Zacisnęłam pięści w taki sposób, że paznokcie wbiły mi się w wewnętrzną stronę dłoni. Popatrzyłam po raz kolejny na brunetkę, na co ona uniosła jedynie brew. Przyjrzałam się jeszcze raz Thomasowi, najlepszemu przyjacielowi Olivii, a gdy dostrzegłam w jego oczach łzy, nie wytrzymałam. Kierowałam się nagłym impulsem i przypływem odwagi. Nie chciałam, by któremukolwiek z dzieci stała się krzywda przez nieopanowaną złość Caleba. W końcu bywało z nim różnie. Nie miałam nic do stracenia, w przeciwieństwie do dziesięciolatków.

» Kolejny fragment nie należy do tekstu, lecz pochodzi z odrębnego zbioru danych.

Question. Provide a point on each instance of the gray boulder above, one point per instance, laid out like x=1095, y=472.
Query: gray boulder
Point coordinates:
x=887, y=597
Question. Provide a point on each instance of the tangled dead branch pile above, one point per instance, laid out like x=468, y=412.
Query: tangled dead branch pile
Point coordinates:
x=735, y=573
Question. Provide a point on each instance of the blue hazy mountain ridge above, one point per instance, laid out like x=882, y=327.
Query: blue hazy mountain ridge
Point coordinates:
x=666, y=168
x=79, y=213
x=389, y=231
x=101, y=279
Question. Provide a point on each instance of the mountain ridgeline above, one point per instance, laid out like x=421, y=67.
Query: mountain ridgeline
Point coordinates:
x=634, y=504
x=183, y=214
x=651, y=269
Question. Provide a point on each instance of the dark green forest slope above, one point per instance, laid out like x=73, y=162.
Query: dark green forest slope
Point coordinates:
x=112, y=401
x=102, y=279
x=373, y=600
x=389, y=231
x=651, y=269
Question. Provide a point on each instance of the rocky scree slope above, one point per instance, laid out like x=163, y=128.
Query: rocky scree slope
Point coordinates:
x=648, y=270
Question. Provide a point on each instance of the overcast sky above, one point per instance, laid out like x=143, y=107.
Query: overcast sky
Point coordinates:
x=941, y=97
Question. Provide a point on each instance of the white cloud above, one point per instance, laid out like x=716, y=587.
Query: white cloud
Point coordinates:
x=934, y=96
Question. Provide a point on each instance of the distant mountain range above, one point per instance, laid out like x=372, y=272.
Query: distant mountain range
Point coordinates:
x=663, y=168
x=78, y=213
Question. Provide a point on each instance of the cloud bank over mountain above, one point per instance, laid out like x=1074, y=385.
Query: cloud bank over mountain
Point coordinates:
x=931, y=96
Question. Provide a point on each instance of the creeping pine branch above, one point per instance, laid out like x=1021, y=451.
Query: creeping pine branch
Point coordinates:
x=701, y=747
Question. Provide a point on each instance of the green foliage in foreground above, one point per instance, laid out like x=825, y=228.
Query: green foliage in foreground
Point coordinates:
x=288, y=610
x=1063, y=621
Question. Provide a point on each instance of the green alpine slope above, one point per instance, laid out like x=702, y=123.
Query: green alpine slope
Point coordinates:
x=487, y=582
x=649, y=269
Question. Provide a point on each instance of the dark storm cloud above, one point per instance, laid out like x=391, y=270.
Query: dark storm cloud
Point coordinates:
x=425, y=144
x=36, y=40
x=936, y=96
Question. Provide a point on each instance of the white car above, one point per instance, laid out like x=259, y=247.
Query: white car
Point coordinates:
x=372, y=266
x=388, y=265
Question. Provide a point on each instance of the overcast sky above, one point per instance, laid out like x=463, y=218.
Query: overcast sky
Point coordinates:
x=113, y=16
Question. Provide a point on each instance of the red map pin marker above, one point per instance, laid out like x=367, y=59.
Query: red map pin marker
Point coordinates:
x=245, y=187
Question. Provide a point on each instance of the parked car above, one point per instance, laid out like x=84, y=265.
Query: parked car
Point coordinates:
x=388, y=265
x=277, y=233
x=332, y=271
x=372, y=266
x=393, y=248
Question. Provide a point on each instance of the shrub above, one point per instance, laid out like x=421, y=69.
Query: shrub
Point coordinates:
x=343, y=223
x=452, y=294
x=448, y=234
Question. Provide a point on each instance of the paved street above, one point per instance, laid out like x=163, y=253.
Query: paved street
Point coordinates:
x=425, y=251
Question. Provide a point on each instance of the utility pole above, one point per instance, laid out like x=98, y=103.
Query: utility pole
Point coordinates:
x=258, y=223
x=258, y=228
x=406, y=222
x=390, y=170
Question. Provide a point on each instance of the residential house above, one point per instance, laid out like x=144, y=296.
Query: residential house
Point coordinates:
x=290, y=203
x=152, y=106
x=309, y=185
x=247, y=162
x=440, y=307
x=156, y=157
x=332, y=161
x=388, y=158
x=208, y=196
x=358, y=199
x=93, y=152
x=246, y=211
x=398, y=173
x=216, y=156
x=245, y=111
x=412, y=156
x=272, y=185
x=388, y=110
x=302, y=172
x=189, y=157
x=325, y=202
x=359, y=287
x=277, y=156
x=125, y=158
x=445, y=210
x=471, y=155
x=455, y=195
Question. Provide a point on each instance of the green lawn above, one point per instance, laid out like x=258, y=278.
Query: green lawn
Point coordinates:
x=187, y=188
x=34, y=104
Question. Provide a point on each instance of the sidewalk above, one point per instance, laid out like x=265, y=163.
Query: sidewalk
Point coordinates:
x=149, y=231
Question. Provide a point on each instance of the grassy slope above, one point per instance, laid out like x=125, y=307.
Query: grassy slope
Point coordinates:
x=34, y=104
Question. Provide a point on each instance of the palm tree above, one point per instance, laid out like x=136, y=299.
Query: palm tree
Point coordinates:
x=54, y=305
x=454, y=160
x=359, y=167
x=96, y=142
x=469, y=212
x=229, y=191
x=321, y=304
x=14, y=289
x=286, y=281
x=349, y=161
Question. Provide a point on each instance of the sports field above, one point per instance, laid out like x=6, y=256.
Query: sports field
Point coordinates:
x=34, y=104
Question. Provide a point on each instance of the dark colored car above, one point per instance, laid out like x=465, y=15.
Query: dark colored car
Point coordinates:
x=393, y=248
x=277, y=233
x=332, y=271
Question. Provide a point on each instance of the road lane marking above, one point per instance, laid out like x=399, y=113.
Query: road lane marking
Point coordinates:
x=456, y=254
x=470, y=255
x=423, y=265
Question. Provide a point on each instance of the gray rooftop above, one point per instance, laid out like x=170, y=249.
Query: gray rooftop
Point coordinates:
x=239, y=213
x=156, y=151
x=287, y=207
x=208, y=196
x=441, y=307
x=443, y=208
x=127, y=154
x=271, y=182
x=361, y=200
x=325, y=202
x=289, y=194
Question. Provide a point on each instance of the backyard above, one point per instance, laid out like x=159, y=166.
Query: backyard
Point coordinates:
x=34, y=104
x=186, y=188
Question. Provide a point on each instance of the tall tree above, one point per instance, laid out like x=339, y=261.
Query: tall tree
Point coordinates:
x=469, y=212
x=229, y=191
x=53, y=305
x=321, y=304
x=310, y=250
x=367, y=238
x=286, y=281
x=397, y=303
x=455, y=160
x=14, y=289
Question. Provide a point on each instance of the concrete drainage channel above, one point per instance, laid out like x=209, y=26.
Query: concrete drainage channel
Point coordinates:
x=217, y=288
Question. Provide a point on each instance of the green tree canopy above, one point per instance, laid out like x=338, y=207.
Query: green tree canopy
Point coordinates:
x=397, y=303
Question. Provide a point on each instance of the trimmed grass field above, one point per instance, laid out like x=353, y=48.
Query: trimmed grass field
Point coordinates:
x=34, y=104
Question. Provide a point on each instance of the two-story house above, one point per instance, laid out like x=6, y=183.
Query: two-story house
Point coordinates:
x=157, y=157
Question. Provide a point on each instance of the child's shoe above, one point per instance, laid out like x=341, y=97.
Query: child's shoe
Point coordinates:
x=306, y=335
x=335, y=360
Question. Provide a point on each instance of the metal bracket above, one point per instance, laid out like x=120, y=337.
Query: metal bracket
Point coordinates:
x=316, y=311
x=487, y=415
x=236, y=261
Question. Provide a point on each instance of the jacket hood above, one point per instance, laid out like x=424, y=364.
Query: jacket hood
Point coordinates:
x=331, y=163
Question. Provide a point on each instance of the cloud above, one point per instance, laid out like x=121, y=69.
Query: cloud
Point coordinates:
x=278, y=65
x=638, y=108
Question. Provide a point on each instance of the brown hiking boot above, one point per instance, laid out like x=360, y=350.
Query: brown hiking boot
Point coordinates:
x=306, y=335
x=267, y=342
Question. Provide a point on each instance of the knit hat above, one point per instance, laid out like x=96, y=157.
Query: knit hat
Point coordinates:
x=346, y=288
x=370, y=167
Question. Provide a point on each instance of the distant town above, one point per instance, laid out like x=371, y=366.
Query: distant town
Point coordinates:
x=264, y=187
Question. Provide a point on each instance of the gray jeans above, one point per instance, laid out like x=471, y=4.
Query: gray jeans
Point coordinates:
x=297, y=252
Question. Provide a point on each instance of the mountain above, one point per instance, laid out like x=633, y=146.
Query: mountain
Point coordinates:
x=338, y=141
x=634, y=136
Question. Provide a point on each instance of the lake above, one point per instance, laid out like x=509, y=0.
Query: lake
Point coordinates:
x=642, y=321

— Nie przesadzasz? — odezwałam się, gdy byłam już blisko niego.

Chłopak wyprostował się, a później powoli odwrócił się w moją stronę. Na sali powstało małe zamieszanie.

— Słucham?

— Głuchy jesteś? — Skrzyżowałam ramiona na piersi, by dodać sobie odwagi. — Pytam, czy przypadkiem nie przesadzasz?

— Noemi… — cmoknął, unosząc podbródek. — Rodzice nie nauczyli cię, że nie powinno się wtrącać w nie swoje sprawy?

Zagotowało się we mnie.

— A twoi chyba nie zdążyli przeprowadzić lekcji o dobrych manierach — odpysknęłam, próbując nie dać po siebie poznać, jak bardzo jego słowa mnie zezłościły. — Powiedziałabym, że przewracają się w grobie, ale…

— Dokończ, a gorzko tego pożałujesz — wycedził przez zęby, będąc jeszcze bardziej wściekły niż sekundę temu.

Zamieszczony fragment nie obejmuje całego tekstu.